Excluding same-sex couples from marriage, then, indicates that society believes that they are either a) incapable of giving consent - childlike or disabled in some way that makes them less than fully adult or b) 'deviant', 'undesirable' and 'problematic'. The disability argument lost its teeth when the psychiatric profession finally stopped officially classifying homosexuality as a mental illness. I think the argument based on the 'deviancy' of homosexuality is losing force with the increasing evidence that there is a biological or genetic component in human attraction - that while we are socially conditioned in our sexual behavior and able as individuals to choose to regulate that behavior, we are not entirely in control of who we feel attraction to.
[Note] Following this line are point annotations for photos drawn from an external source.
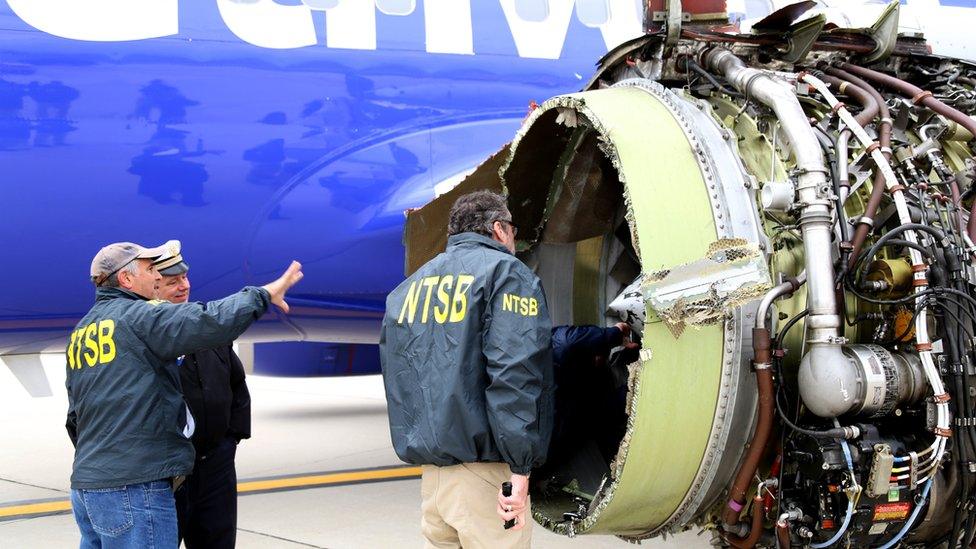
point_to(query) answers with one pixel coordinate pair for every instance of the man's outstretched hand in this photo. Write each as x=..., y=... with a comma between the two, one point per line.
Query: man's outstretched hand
x=279, y=287
x=625, y=331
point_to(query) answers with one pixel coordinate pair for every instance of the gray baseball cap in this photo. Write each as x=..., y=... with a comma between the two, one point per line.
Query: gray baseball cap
x=171, y=263
x=110, y=259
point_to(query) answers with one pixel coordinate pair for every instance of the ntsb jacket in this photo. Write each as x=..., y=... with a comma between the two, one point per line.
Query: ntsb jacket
x=466, y=359
x=125, y=408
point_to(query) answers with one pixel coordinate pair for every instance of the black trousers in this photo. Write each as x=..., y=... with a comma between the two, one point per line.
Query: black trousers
x=206, y=503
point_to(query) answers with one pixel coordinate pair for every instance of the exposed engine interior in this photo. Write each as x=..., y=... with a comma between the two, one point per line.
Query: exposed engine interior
x=800, y=222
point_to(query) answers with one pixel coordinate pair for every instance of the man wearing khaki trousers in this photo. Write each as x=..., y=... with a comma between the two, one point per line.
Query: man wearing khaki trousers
x=465, y=349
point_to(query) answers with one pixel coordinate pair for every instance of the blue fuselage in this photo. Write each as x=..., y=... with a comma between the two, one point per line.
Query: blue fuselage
x=251, y=156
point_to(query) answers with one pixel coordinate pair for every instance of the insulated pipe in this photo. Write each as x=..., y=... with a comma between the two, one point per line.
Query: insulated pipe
x=816, y=217
x=878, y=186
x=755, y=532
x=869, y=109
x=816, y=220
x=783, y=534
x=869, y=105
x=843, y=179
x=810, y=379
x=913, y=92
x=765, y=407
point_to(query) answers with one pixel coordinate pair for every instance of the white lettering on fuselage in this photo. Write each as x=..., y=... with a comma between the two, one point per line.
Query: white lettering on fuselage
x=350, y=24
x=100, y=20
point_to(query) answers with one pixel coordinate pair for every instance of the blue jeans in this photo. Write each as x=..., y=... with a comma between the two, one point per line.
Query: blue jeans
x=133, y=516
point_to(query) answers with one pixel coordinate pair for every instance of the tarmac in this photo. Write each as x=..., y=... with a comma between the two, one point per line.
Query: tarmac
x=319, y=470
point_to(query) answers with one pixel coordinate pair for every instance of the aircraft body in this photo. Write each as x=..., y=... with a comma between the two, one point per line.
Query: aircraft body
x=256, y=132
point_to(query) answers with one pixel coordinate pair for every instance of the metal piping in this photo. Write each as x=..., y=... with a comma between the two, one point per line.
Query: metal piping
x=825, y=357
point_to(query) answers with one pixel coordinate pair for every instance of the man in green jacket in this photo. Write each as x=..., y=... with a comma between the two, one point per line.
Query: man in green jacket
x=126, y=415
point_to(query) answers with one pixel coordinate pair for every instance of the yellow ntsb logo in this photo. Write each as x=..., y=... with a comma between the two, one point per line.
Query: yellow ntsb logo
x=525, y=306
x=452, y=298
x=94, y=343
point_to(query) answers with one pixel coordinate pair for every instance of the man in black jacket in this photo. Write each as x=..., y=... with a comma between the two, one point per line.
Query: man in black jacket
x=220, y=404
x=468, y=372
x=126, y=414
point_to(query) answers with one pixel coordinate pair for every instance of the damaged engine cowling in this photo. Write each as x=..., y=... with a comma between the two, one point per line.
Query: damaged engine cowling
x=802, y=237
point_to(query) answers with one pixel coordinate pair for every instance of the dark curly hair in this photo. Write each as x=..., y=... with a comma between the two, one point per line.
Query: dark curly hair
x=476, y=212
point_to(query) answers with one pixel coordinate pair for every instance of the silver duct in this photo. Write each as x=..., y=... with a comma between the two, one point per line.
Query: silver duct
x=824, y=371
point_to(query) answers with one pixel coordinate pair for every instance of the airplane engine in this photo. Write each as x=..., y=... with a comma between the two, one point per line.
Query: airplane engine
x=798, y=237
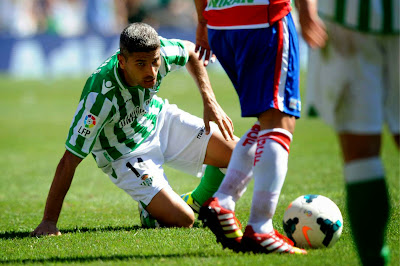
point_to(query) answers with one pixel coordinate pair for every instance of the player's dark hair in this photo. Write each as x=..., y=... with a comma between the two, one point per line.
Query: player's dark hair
x=138, y=37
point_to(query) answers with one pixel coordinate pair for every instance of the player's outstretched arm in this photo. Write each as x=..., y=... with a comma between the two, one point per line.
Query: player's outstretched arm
x=59, y=188
x=312, y=28
x=212, y=110
x=202, y=45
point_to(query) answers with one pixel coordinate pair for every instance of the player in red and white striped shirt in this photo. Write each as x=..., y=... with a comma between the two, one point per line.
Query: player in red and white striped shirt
x=256, y=43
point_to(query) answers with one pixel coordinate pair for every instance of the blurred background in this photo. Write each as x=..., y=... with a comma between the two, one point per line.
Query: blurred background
x=54, y=38
x=44, y=39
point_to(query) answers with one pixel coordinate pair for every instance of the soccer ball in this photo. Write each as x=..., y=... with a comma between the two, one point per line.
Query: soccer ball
x=146, y=219
x=313, y=221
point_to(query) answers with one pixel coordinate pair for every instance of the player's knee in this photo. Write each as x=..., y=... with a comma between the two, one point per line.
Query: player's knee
x=187, y=220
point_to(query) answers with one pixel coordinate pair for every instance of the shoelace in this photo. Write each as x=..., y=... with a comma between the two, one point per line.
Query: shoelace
x=284, y=238
x=238, y=223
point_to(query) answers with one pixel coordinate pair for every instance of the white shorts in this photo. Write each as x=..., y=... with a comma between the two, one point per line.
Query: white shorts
x=354, y=81
x=178, y=141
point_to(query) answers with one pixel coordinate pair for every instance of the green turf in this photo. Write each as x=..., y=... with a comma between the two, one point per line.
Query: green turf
x=100, y=223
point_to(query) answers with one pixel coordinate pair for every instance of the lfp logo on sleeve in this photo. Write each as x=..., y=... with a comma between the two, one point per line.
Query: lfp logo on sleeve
x=85, y=128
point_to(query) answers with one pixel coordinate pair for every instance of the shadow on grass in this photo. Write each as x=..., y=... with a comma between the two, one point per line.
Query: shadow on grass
x=23, y=234
x=105, y=258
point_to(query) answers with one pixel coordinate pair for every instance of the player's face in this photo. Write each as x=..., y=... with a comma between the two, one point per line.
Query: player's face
x=141, y=68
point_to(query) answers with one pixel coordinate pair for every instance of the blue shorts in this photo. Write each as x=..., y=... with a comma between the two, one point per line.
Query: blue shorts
x=263, y=65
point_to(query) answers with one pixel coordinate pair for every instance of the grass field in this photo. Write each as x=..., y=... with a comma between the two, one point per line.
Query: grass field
x=100, y=223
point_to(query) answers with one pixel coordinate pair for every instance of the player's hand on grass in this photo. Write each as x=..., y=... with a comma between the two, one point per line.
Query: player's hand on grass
x=214, y=112
x=202, y=45
x=46, y=228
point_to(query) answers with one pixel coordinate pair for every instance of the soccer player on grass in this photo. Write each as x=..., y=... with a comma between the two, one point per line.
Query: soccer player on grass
x=354, y=81
x=131, y=132
x=256, y=44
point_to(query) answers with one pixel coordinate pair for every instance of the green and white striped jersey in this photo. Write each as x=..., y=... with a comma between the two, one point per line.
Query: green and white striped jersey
x=371, y=16
x=113, y=119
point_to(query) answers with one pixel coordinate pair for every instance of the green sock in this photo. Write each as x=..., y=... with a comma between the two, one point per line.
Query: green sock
x=368, y=209
x=209, y=184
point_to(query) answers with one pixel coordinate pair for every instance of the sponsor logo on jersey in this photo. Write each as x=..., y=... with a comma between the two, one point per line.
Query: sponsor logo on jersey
x=85, y=129
x=107, y=86
x=90, y=121
x=137, y=112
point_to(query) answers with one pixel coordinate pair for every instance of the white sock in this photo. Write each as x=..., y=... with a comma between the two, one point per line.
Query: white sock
x=270, y=167
x=239, y=172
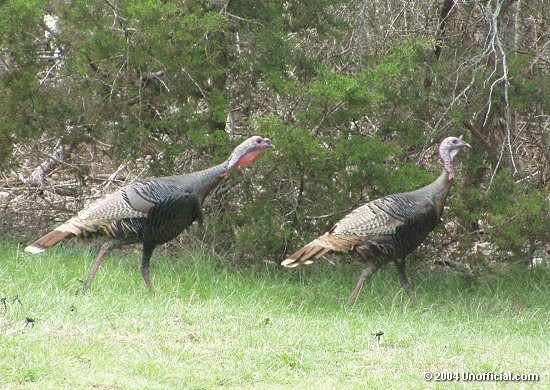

But it wouldn't matter to me if homosexuality was entirely a 'lifestyle choice'. I don't think it makes people less human, less capable, less responsible, less deserving of belonging to a community - in other words, less equal to those whose orientation is heterosexual. What was most essential to my adoption of a pro-same-sex marriage stance is my desire to be part of a society that does not view people as 'undesirable' based on their sexual orientation (or their race, ethnicity class, gender identity, religion, political beliefs, etc). For me, this requires the legal inclusion of homosexual people in all aspects of social belonging. As long as marriage is a state that society values and as long as official and unofficial benefits accrue to people who are married, every adult member of a society should have the right to enter into marriage with the person they wish to make that commitment to, regardless of sex, class, religion, race, and so forth. To me, this position is entirely consistent with the desire for a society that recognizes the equality of all its members, and I have great difficulty seeing how one could argue against it without involving arguments that are based in prejudice against homosexuality.

-----------
I know I've only begun to scratch the surface of this and there are a lot of arguments and perspectives I've glossed over or missed entirely, but I really need to get back to work on my literature review. Here's some stuff I came across on the web while I was thinking about all this that I liked but wasn't able to work into my post: another take on bigotry and same-sex marriage from Alas, a Blog, which also provides a bit of historical perspective on changes in marriage laws; also from Alas - a concise argument in 8 steps for supporting same-sex marriage (even if you're mostly opposed to marriage, period); McSweeney's Policy on Marriage; Peggy McIntosh's essay, 'White Privilege: Unpacking the Invisible Knapsack' which, although focused on race, is very helpful in thinking through the advantages that discrimination confers on the members of a favored group; and, so that we're not totally North American in our bias around here, some perspectives (mostly left) on the same-sex marriage debate in Australia in the comments to this post on Moment to Moment.